What Is the Lewis Structure of CH3OH?

The Lewis structure of CH3OH, or methanol, is a single-bonded chain of hydrogen, carbon, oxygen and hydrogen, with two additional hydrogen atoms bonded to the carbon atom. These single bonds account for all but four of the available electrons, which are in pairs above and below the oxygen nucleus. Methanol is the simplest of alcohols and builds on methane with the characteristic hydrogen-oxygen substation for one of the hydrogen atoms.

Methanol is wood alcohol and toxic to humans. In the human metabolism, the CH3 end of the molecule replaces two of the hydrogen atoms with one oxygen atom that double bonds to the carbon, creating formic acid. While formic acid is non-toxic in small amounts and an approved food additive, the amount formed from ingesting methanol is enough to affect the optic nerve, causing blindness unless medical professionals render an antidote quickly. Less than 1/3 ounce has the potential to cause blindness.
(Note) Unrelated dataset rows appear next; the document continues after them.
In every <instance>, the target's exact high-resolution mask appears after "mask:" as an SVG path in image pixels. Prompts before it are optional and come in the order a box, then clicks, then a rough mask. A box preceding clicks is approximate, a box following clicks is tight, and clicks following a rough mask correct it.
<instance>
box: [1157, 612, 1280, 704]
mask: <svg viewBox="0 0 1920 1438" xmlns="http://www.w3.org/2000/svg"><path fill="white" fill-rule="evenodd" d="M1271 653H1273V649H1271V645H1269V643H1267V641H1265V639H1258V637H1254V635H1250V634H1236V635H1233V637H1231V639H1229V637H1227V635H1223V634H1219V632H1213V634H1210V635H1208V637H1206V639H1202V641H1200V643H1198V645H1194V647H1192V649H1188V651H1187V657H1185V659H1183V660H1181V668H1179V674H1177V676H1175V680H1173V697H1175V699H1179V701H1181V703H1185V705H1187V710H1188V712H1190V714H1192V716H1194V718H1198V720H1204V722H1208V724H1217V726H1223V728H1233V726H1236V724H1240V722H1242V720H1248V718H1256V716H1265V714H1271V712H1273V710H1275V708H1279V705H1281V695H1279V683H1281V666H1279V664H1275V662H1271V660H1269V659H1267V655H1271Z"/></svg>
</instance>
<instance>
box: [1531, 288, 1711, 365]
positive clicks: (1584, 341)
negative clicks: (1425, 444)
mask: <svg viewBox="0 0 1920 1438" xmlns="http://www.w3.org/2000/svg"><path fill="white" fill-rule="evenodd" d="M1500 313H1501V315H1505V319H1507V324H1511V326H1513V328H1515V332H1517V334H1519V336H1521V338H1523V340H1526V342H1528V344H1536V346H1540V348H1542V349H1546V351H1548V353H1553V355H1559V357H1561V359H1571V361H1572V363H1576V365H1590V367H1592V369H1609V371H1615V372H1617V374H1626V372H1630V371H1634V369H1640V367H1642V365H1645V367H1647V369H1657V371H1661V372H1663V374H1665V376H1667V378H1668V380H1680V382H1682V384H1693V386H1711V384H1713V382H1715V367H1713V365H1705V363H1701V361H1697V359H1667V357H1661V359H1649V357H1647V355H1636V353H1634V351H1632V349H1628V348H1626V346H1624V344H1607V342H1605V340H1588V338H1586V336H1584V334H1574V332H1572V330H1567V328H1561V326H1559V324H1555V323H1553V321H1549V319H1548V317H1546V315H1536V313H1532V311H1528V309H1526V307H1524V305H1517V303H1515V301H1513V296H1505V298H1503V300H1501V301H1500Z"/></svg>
Normally, three ounces is a fatal dose, but some victims die after ingesting just one ounce.

While it is possible to distill wood, peat and other organic substances to produce wood alcohol, manufacturers produce commercial quantities using a reaction of hydrogen gas and carbon monoxide in the presence of a catalyst. The reaction breaks the triple bonds between the carbon and oxygen to allow the addition of the four hydrogen atoms as shown in the Lewis structure.